Guidelines for efficient faer dynamic library

guiburon commented 9 months ago

Hi!

I am really impressed by your colossal work on this math kernel! I am writing a Julia wrapper to benchmark faer against OpenBLAS and MKL.

So far I have only studied the dense matrix-matrix multiplication. My preliminary results show faer approximately 50% slower than OpenBLAS and 25% slower than MKL on an AMD Ryzen 5 7640U on 8 threads.

This is basically my first Rust project and I want to be fair to faer: is this a reasonable dynamic library exposing faer inplace matrix multiplication using the C ABI?

I am not sure if opening an issue is the right way to ask but the faer documentation is very sparse at the moment on how to import external matrices.

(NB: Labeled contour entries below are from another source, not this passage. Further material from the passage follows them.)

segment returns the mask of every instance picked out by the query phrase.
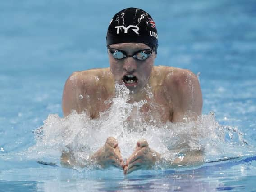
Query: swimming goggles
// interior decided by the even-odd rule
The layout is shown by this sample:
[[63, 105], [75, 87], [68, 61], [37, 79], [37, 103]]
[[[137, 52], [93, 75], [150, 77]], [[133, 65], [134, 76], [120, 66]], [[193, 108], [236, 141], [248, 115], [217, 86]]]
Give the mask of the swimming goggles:
[[107, 47], [113, 57], [115, 59], [118, 60], [123, 59], [128, 57], [132, 57], [139, 60], [145, 61], [152, 54], [152, 53], [155, 50], [154, 48], [151, 49], [140, 50], [134, 53], [133, 55], [128, 55], [127, 53], [125, 51], [110, 48], [109, 46], [108, 46]]

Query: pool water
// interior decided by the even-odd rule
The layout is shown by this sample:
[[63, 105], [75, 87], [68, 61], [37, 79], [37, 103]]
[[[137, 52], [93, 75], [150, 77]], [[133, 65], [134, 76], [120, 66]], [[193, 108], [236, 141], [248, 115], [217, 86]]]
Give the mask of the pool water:
[[[164, 153], [174, 136], [191, 138], [194, 125], [150, 126], [138, 119], [131, 134], [122, 123], [133, 106], [122, 97], [112, 101], [115, 107], [101, 120], [76, 114], [63, 118], [66, 80], [73, 71], [108, 67], [108, 23], [128, 7], [145, 9], [155, 22], [156, 65], [187, 68], [199, 76], [203, 115], [192, 143], [206, 149], [202, 166], [126, 176], [117, 169], [59, 166], [59, 149], [65, 145], [71, 143], [82, 160], [108, 133], [117, 137], [124, 157], [142, 136]], [[254, 0], [10, 0], [1, 1], [0, 9], [0, 191], [256, 190]], [[169, 126], [179, 129], [165, 129]], [[33, 133], [42, 126], [41, 134]], [[69, 131], [73, 134], [68, 137]], [[166, 134], [170, 138], [164, 138]], [[210, 162], [223, 157], [238, 158]]]

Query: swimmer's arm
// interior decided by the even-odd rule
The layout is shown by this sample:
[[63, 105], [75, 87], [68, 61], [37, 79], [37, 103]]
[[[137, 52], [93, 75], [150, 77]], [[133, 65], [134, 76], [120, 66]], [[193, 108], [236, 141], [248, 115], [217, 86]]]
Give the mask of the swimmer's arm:
[[92, 106], [96, 105], [94, 104], [95, 97], [92, 96], [96, 92], [94, 75], [92, 71], [75, 72], [68, 79], [62, 96], [62, 110], [64, 116], [68, 116], [73, 110], [78, 113], [85, 111], [90, 116], [93, 116], [96, 108]]
[[184, 115], [196, 120], [202, 113], [202, 93], [197, 77], [188, 70], [179, 70], [167, 76], [165, 83], [171, 98], [174, 123], [184, 122]]

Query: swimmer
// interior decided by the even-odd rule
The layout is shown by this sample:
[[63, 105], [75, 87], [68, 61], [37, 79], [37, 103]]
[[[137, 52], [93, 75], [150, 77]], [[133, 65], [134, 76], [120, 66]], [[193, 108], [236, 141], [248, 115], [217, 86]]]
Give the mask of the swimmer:
[[[63, 91], [64, 116], [75, 110], [78, 113], [86, 112], [91, 119], [98, 118], [100, 112], [110, 107], [111, 103], [104, 101], [115, 96], [115, 83], [118, 83], [124, 84], [129, 89], [128, 102], [147, 101], [140, 109], [146, 120], [149, 121], [146, 116], [150, 113], [164, 123], [183, 122], [185, 114], [196, 121], [201, 114], [202, 105], [197, 77], [187, 70], [154, 66], [158, 38], [156, 24], [147, 12], [129, 8], [116, 13], [109, 23], [106, 36], [110, 67], [72, 73]], [[153, 99], [147, 94], [149, 89]], [[152, 102], [154, 105], [151, 105]], [[158, 107], [152, 109], [153, 105]], [[113, 165], [123, 169], [127, 174], [151, 168], [161, 161], [161, 154], [150, 148], [147, 141], [142, 138], [135, 143], [134, 152], [124, 162], [118, 141], [111, 135], [108, 137], [105, 145], [91, 157], [102, 168]], [[63, 153], [63, 165], [72, 166], [75, 163], [72, 159], [68, 153]], [[202, 152], [198, 151], [168, 163], [174, 167], [202, 161]]]

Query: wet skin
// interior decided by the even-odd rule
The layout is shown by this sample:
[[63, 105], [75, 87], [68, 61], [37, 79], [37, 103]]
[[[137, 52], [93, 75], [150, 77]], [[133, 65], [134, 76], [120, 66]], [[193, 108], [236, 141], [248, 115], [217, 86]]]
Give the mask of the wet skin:
[[[142, 43], [131, 43], [114, 44], [110, 48], [125, 52], [128, 55], [151, 49]], [[68, 79], [62, 100], [65, 116], [75, 110], [78, 113], [85, 111], [92, 119], [98, 118], [100, 112], [110, 107], [110, 104], [106, 104], [104, 101], [114, 97], [115, 82], [119, 85], [124, 82], [130, 89], [129, 102], [147, 100], [147, 103], [142, 107], [141, 112], [146, 114], [150, 110], [152, 115], [160, 122], [183, 121], [185, 113], [196, 120], [197, 116], [201, 115], [202, 101], [200, 86], [197, 77], [191, 71], [170, 67], [154, 66], [156, 57], [155, 52], [145, 61], [137, 60], [132, 57], [117, 60], [110, 51], [108, 55], [109, 68], [73, 73]], [[127, 83], [128, 76], [131, 75], [135, 80], [133, 83]], [[146, 94], [149, 87], [154, 96], [153, 99], [150, 99]], [[81, 99], [81, 95], [84, 97], [89, 96], [90, 98]], [[97, 99], [99, 98], [101, 100]], [[151, 102], [157, 107], [151, 109]], [[125, 164], [118, 145], [115, 138], [108, 138], [104, 146], [91, 159], [103, 168], [114, 165], [122, 168], [125, 174], [139, 169], [150, 168], [160, 159], [160, 154], [151, 149], [146, 140], [141, 140], [137, 142], [134, 152]], [[202, 161], [201, 153], [197, 153], [196, 156], [181, 161], [174, 160], [170, 164], [175, 166], [182, 165], [183, 162], [187, 165], [188, 161], [200, 163]], [[63, 161], [69, 158], [63, 159]]]

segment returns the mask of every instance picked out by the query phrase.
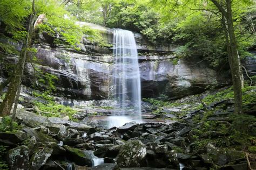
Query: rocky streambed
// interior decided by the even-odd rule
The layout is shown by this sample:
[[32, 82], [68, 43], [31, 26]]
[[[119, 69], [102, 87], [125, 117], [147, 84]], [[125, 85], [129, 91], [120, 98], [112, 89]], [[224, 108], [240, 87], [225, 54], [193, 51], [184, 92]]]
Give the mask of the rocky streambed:
[[[132, 122], [110, 129], [19, 110], [22, 126], [0, 133], [0, 143], [10, 169], [247, 169], [255, 155], [237, 147], [244, 136], [231, 138], [232, 107], [221, 110], [232, 105], [225, 100], [171, 122]], [[172, 119], [160, 115], [154, 119]], [[253, 136], [255, 127], [251, 122], [244, 128]]]

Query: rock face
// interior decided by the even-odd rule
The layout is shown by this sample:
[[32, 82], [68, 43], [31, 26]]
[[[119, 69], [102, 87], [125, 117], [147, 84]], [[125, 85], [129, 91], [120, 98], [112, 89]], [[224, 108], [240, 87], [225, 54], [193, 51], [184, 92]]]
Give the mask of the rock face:
[[11, 170], [29, 169], [29, 149], [25, 145], [11, 149], [8, 152], [7, 159]]
[[[79, 24], [99, 30], [106, 42], [112, 43], [111, 30], [88, 23]], [[223, 86], [230, 83], [228, 74], [217, 73], [197, 57], [180, 60], [174, 64], [177, 59], [172, 54], [177, 47], [152, 46], [140, 34], [135, 33], [134, 36], [140, 55], [139, 68], [144, 97], [165, 94], [171, 99], [178, 98], [201, 92], [207, 86]], [[58, 78], [55, 81], [56, 93], [77, 100], [102, 100], [111, 96], [113, 70], [111, 48], [98, 46], [84, 38], [81, 51], [77, 51], [64, 45], [53, 45], [48, 36], [45, 33], [40, 35], [40, 42], [35, 47], [41, 61], [39, 67]], [[28, 75], [33, 73], [33, 68], [30, 65], [26, 67], [27, 76], [23, 83], [27, 86], [35, 85], [35, 77]], [[1, 72], [4, 72], [1, 71], [0, 75], [4, 74]]]
[[146, 147], [139, 140], [128, 141], [119, 151], [117, 162], [121, 167], [140, 167], [146, 157]]

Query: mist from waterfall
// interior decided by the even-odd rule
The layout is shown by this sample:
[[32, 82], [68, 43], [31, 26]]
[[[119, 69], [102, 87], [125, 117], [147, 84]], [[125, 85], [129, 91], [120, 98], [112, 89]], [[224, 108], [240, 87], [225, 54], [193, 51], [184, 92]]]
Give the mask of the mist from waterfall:
[[114, 114], [122, 117], [134, 115], [134, 121], [141, 122], [140, 78], [134, 37], [132, 32], [122, 29], [114, 29], [113, 34]]

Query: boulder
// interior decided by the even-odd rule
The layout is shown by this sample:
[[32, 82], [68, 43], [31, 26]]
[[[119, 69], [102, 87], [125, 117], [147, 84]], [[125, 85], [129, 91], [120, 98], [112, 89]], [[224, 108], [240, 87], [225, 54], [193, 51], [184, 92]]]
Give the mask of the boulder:
[[146, 147], [140, 140], [129, 140], [121, 147], [117, 163], [120, 167], [140, 167], [146, 155]]
[[28, 138], [28, 135], [21, 131], [14, 131], [0, 133], [0, 143], [13, 145]]
[[79, 166], [92, 166], [92, 161], [91, 157], [89, 157], [84, 151], [72, 148], [67, 145], [64, 145], [63, 147], [66, 151], [66, 157], [68, 159], [73, 161], [76, 165]]
[[66, 128], [62, 124], [53, 124], [48, 128], [50, 133], [57, 135], [59, 140], [66, 138], [68, 135]]
[[59, 146], [56, 143], [49, 143], [47, 145], [47, 147], [51, 148], [53, 150], [52, 153], [52, 155], [62, 155], [64, 154], [66, 152], [66, 150], [64, 148], [63, 148], [60, 146]]
[[7, 153], [7, 161], [10, 170], [29, 169], [29, 148], [22, 145], [9, 150]]
[[24, 128], [23, 131], [28, 133], [29, 136], [34, 136], [37, 141], [41, 142], [51, 141], [57, 143], [57, 140], [46, 134], [41, 132], [38, 132], [35, 129], [30, 128]]
[[165, 127], [164, 125], [160, 126], [157, 128], [152, 128], [147, 129], [146, 130], [152, 133], [152, 134], [156, 134], [160, 132], [162, 132], [165, 130]]
[[156, 153], [166, 153], [168, 150], [167, 145], [161, 145], [156, 147], [154, 148]]
[[122, 132], [128, 130], [133, 130], [138, 125], [139, 125], [139, 124], [135, 122], [127, 123], [123, 126], [118, 128], [117, 129], [117, 131]]
[[74, 146], [78, 144], [81, 144], [84, 143], [85, 141], [82, 139], [77, 138], [68, 138], [65, 139], [63, 140], [63, 144], [69, 146]]
[[39, 169], [46, 163], [53, 151], [53, 149], [48, 147], [43, 147], [37, 150], [30, 159], [30, 169]]
[[102, 147], [95, 151], [94, 154], [99, 158], [104, 158], [105, 157], [108, 149], [113, 146], [114, 145], [113, 144], [104, 144]]

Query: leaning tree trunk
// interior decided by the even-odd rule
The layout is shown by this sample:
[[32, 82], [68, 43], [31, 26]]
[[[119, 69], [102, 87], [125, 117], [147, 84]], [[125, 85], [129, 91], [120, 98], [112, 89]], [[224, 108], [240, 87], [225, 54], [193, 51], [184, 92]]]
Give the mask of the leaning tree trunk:
[[225, 34], [227, 42], [227, 51], [228, 57], [228, 63], [231, 70], [232, 79], [233, 86], [235, 112], [242, 112], [242, 90], [241, 90], [241, 73], [239, 66], [239, 59], [237, 53], [237, 45], [233, 25], [232, 10], [231, 0], [226, 0], [225, 10], [216, 0], [211, 0], [216, 6], [226, 20], [225, 22]]
[[[23, 44], [19, 61], [11, 77], [8, 91], [0, 107], [0, 116], [9, 115], [15, 98], [17, 98], [18, 100], [24, 67], [28, 57], [28, 53], [32, 46], [32, 37], [33, 32], [33, 24], [36, 17], [35, 13], [35, 0], [33, 0], [32, 6], [32, 12], [30, 16], [28, 35]], [[17, 103], [16, 104], [16, 108], [17, 108]], [[16, 109], [14, 109], [14, 110], [15, 112]]]
[[239, 59], [237, 53], [237, 45], [234, 33], [234, 25], [233, 25], [232, 11], [231, 8], [231, 0], [226, 0], [227, 5], [226, 20], [227, 32], [230, 40], [230, 55], [228, 55], [229, 63], [232, 82], [234, 88], [234, 98], [235, 103], [235, 112], [237, 114], [242, 113], [242, 90], [241, 80], [239, 66]]

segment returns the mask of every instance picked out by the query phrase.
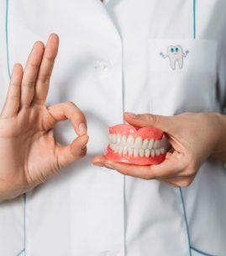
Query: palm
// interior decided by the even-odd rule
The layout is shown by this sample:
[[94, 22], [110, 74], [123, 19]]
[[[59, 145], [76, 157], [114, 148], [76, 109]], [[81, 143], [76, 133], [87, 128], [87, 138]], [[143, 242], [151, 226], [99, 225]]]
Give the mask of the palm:
[[[14, 67], [0, 115], [0, 195], [1, 187], [5, 187], [13, 190], [8, 198], [44, 182], [86, 153], [82, 148], [87, 136], [79, 130], [86, 120], [80, 109], [72, 103], [49, 108], [45, 104], [58, 38], [52, 35], [48, 44], [45, 51], [40, 44], [34, 45], [24, 74], [20, 65]], [[62, 146], [55, 141], [53, 129], [66, 119], [79, 136], [71, 145]]]

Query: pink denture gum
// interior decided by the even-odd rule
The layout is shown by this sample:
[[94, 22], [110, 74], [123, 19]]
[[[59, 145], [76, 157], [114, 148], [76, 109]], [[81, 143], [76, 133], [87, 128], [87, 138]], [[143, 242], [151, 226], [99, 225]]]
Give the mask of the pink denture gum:
[[109, 144], [105, 157], [113, 162], [137, 165], [159, 164], [166, 158], [162, 146], [164, 132], [154, 127], [130, 125], [108, 127]]

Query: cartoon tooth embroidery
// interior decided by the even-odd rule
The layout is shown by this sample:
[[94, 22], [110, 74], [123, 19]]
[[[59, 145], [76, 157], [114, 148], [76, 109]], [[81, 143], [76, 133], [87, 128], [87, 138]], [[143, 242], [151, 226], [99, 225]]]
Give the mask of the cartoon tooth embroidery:
[[183, 49], [181, 45], [171, 45], [167, 48], [167, 55], [164, 55], [162, 52], [160, 52], [160, 55], [164, 59], [166, 59], [168, 57], [170, 60], [171, 69], [176, 70], [176, 62], [178, 63], [178, 67], [180, 69], [183, 68], [183, 61], [184, 58], [187, 57], [188, 53], [188, 51], [184, 53]]
[[166, 155], [164, 132], [154, 127], [137, 128], [122, 124], [108, 127], [109, 144], [105, 157], [113, 162], [137, 165], [159, 164]]

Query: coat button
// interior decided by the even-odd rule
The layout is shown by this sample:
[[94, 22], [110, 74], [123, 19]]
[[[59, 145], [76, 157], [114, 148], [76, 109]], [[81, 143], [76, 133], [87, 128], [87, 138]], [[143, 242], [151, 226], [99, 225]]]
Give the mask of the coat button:
[[118, 256], [118, 253], [116, 252], [111, 252], [111, 251], [104, 251], [102, 252], [99, 256]]
[[94, 68], [97, 72], [107, 74], [111, 71], [112, 67], [108, 61], [104, 60], [98, 60], [96, 61]]

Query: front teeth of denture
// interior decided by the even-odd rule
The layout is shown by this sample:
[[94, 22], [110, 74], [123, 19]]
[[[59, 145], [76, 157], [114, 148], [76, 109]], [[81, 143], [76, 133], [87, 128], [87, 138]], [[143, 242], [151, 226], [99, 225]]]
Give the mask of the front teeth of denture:
[[141, 136], [134, 137], [132, 135], [110, 134], [109, 146], [111, 149], [118, 154], [129, 157], [159, 157], [160, 154], [165, 154], [165, 148], [161, 147], [161, 141], [160, 140], [142, 140]]
[[128, 147], [134, 147], [134, 138], [132, 135], [129, 135], [128, 136], [128, 139], [127, 139], [127, 141], [126, 141], [126, 146]]
[[141, 148], [142, 147], [142, 138], [137, 137], [134, 142], [134, 148]]

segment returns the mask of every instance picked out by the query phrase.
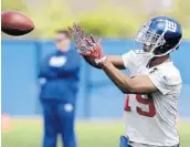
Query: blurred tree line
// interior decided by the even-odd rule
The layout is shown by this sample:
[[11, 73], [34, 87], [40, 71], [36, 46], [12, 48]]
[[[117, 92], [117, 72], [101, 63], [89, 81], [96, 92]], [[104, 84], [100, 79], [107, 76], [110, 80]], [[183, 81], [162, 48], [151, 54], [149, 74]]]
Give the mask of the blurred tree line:
[[[99, 36], [131, 38], [142, 22], [156, 14], [179, 20], [184, 38], [190, 38], [188, 0], [173, 0], [172, 11], [152, 9], [147, 12], [146, 2], [148, 4], [148, 0], [2, 0], [2, 10], [27, 13], [35, 24], [31, 38], [53, 38], [56, 29], [72, 25], [73, 22], [80, 22], [87, 33]], [[141, 6], [145, 9], [139, 9]]]

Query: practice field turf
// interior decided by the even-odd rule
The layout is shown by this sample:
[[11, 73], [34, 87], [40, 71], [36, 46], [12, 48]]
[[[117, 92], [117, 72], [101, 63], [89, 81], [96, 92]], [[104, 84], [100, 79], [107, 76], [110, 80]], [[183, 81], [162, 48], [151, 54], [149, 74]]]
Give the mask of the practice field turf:
[[[118, 147], [123, 123], [77, 123], [80, 147]], [[190, 123], [179, 123], [181, 147], [190, 147]], [[59, 138], [60, 139], [60, 138]], [[2, 147], [41, 147], [42, 123], [38, 119], [14, 119], [12, 130], [2, 133]], [[61, 145], [59, 146], [61, 147]]]

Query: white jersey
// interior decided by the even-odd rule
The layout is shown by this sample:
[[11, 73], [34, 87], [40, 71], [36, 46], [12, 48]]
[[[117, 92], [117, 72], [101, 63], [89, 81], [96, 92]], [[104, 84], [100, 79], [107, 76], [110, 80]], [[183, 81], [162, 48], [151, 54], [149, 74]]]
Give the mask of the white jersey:
[[[142, 55], [130, 51], [123, 55], [131, 76], [148, 75], [159, 90], [152, 94], [128, 94], [125, 104], [126, 136], [142, 146], [175, 146], [179, 144], [177, 103], [182, 81], [172, 62], [147, 69]], [[141, 144], [141, 145], [140, 145]]]

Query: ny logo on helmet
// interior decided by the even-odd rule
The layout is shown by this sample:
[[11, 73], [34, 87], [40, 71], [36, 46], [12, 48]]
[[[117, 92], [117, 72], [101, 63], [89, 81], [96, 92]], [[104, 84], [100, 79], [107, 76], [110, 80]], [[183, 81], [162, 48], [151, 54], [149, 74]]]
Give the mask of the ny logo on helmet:
[[176, 32], [177, 23], [173, 21], [166, 20], [166, 29], [171, 32]]

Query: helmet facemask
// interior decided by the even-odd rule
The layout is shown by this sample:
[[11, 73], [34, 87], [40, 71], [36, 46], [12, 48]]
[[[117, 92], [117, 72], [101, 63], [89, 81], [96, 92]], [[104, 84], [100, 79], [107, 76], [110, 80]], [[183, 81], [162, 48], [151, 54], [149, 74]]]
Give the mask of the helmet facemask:
[[149, 25], [145, 24], [140, 28], [135, 39], [135, 52], [144, 54], [152, 54], [156, 56], [154, 51], [165, 44], [162, 34], [157, 34], [149, 30]]

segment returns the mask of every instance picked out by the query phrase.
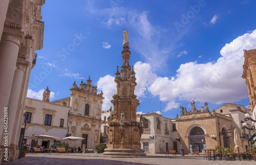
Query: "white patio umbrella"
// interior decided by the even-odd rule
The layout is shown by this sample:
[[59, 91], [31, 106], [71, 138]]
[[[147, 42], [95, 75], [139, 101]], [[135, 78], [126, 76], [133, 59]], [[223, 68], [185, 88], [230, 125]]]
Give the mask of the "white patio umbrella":
[[79, 140], [82, 140], [84, 139], [84, 138], [83, 138], [69, 136], [69, 137], [66, 137], [66, 138], [63, 138], [62, 139], [57, 139], [57, 141], [73, 142], [73, 141], [79, 141]]
[[32, 136], [27, 138], [27, 139], [33, 139], [37, 140], [37, 145], [38, 144], [38, 141], [48, 141], [56, 140], [57, 139], [58, 137], [52, 136], [45, 134], [36, 134]]
[[238, 132], [237, 129], [234, 129], [234, 152], [238, 154], [243, 153], [244, 150], [242, 145], [242, 141], [240, 139], [240, 134]]
[[32, 136], [27, 138], [27, 139], [33, 139], [39, 141], [51, 141], [58, 139], [58, 137], [49, 136], [45, 134], [36, 134]]

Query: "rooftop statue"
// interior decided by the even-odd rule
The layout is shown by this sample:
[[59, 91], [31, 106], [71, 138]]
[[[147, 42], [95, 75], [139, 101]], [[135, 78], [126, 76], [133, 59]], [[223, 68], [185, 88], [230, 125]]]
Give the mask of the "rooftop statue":
[[125, 30], [124, 31], [123, 31], [123, 42], [124, 41], [128, 41], [128, 35], [129, 35], [129, 33], [128, 33], [128, 32], [127, 32], [127, 29], [125, 29]]

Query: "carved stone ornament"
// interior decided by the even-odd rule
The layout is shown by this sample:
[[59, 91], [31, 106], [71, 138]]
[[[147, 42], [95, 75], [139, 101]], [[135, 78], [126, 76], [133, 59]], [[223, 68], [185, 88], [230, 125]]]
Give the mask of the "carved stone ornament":
[[25, 72], [28, 67], [28, 65], [27, 64], [17, 62], [16, 63], [16, 67], [17, 67], [17, 69], [22, 70], [24, 72]]

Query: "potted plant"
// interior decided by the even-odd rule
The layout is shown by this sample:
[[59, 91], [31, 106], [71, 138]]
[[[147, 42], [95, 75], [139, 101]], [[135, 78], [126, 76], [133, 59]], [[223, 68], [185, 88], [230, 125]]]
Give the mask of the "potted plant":
[[230, 147], [230, 148], [223, 148], [223, 156], [225, 157], [225, 160], [234, 160], [234, 150]]
[[22, 149], [22, 153], [20, 153], [20, 157], [24, 158], [27, 154], [27, 146], [23, 146]]
[[221, 159], [222, 158], [222, 150], [223, 150], [223, 148], [221, 147], [220, 145], [218, 145], [217, 146], [215, 146], [215, 149], [216, 151], [216, 154], [219, 156], [220, 159]]
[[106, 145], [103, 143], [100, 143], [95, 147], [95, 150], [98, 151], [98, 153], [103, 152], [104, 150], [106, 148]]

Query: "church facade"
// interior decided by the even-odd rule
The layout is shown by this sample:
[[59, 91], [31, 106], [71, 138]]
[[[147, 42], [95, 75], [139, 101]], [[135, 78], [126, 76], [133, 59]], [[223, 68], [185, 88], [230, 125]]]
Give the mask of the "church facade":
[[[87, 149], [94, 149], [99, 144], [101, 113], [103, 93], [97, 94], [97, 85], [93, 86], [90, 77], [87, 83], [82, 80], [78, 88], [75, 82], [70, 89], [70, 97], [49, 102], [50, 91], [47, 89], [42, 100], [26, 98], [26, 113], [29, 113], [25, 134], [25, 141], [35, 142], [26, 139], [35, 134], [44, 134], [62, 139], [68, 136], [82, 137], [84, 140], [69, 142], [70, 146], [86, 145]], [[25, 121], [25, 117], [23, 118]], [[25, 122], [23, 123], [24, 126]], [[38, 142], [39, 145], [49, 148], [56, 142]]]

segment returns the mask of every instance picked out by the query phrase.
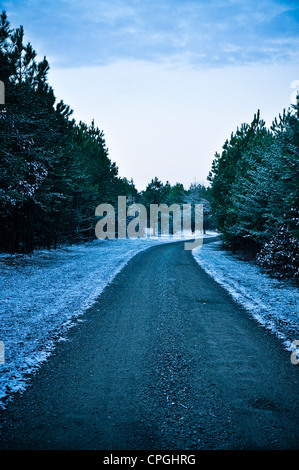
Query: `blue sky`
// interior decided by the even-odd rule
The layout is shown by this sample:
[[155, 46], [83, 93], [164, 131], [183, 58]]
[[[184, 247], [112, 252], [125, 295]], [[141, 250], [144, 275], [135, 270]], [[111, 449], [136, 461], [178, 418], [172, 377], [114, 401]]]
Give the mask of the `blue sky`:
[[236, 126], [257, 108], [271, 121], [299, 82], [298, 0], [0, 3], [139, 189], [203, 182]]

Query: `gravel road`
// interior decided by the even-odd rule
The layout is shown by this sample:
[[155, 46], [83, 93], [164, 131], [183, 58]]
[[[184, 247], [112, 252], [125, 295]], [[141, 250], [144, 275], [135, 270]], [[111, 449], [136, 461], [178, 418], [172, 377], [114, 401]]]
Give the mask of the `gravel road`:
[[298, 449], [298, 379], [183, 242], [162, 244], [128, 263], [0, 412], [0, 448]]

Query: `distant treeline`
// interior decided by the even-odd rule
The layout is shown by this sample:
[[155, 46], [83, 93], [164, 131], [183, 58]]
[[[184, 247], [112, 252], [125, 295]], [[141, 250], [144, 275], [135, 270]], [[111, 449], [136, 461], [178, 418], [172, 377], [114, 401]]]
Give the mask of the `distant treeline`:
[[215, 154], [211, 207], [225, 244], [271, 274], [299, 281], [299, 105], [270, 129], [254, 116]]
[[95, 239], [95, 208], [128, 204], [203, 203], [205, 227], [210, 221], [208, 190], [191, 184], [171, 186], [153, 178], [138, 192], [121, 178], [108, 156], [104, 134], [94, 122], [71, 118], [72, 110], [57, 102], [47, 81], [46, 58], [36, 61], [23, 27], [13, 30], [5, 12], [0, 18], [0, 250], [30, 253], [64, 243]]

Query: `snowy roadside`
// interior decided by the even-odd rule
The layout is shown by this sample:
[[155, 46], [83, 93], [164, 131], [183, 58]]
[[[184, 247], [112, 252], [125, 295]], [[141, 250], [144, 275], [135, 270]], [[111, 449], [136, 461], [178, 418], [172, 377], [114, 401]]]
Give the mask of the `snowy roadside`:
[[221, 249], [216, 241], [195, 248], [199, 265], [223, 286], [264, 327], [282, 340], [287, 350], [299, 340], [299, 292], [290, 282], [270, 278], [251, 262]]
[[84, 311], [134, 255], [157, 243], [188, 238], [95, 240], [32, 255], [0, 255], [5, 358], [0, 363], [0, 407], [14, 392], [25, 390], [55, 342], [65, 340], [68, 329], [83, 320]]

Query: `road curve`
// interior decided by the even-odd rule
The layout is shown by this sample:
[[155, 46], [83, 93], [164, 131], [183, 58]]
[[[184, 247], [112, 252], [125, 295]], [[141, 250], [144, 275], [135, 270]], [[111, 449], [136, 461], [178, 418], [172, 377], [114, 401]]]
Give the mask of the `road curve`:
[[299, 365], [183, 242], [136, 255], [84, 319], [0, 412], [1, 449], [299, 448]]

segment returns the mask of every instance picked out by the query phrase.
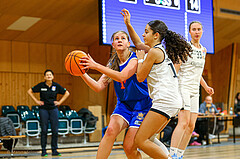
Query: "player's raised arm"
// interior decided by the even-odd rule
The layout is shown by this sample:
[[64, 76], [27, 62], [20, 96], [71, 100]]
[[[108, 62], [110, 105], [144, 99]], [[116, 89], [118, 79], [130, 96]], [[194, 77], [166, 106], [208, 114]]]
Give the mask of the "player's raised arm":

use faer::modules::core::mul::matmul;
use faer::{mat, Parallelism};
use std::usize;

// inplace c = a * b
#[no_mangle]
pub unsafe extern "C" fn mult(
    c_ptr: *mut f64,
    c_nrows: u64,
    c_ncols: u64,
    c_row_stride: u64,
    c_col_stride: u64,
    a_ptr: *const f64,
    a_nrows: u64,
    a_ncols: u64,
    a_row_stride: u64,
    a_col_stride: u64,
    b_ptr: *const f64,
    b_nrows: u64,
    b_ncols: u64,
    b_row_stride: u64,
    b_col_stride: u64,
    nthreads: u32,
) {
    assert!(!c_ptr.is_null());
    assert!(!a_ptr.is_null());
    assert!(!b_ptr.is_null());

    let c = unsafe {
        mat::from_raw_parts_mut::<f64>(
            c_ptr,
            c_nrows as usize,
            c_ncols as usize,
            c_row_stride as isize,
            c_col_stride as isize,
        )
    };

    let a = unsafe {
        mat::from_raw_parts::<f64>(
            a_ptr,
            a_nrows as usize,
            a_ncols as usize,
            a_row_stride as isize,
            a_col_stride as isize,
        )
    };

    let b = unsafe {
        mat::from_raw_parts::<f64>(
            b_ptr,
            b_nrows as usize,
            b_ncols as usize,
            b_row_stride as isize,
            b_col_stride as isize,
        )
    };

    matmul(c, a, b, None, 1.0, Parallelism::Rayon(nthreads as usize));
}

sarah-quinones commented 9 months ago

yeah, that looks reasonable enough to me. im surprised about the results though. could you share your benchmark setup?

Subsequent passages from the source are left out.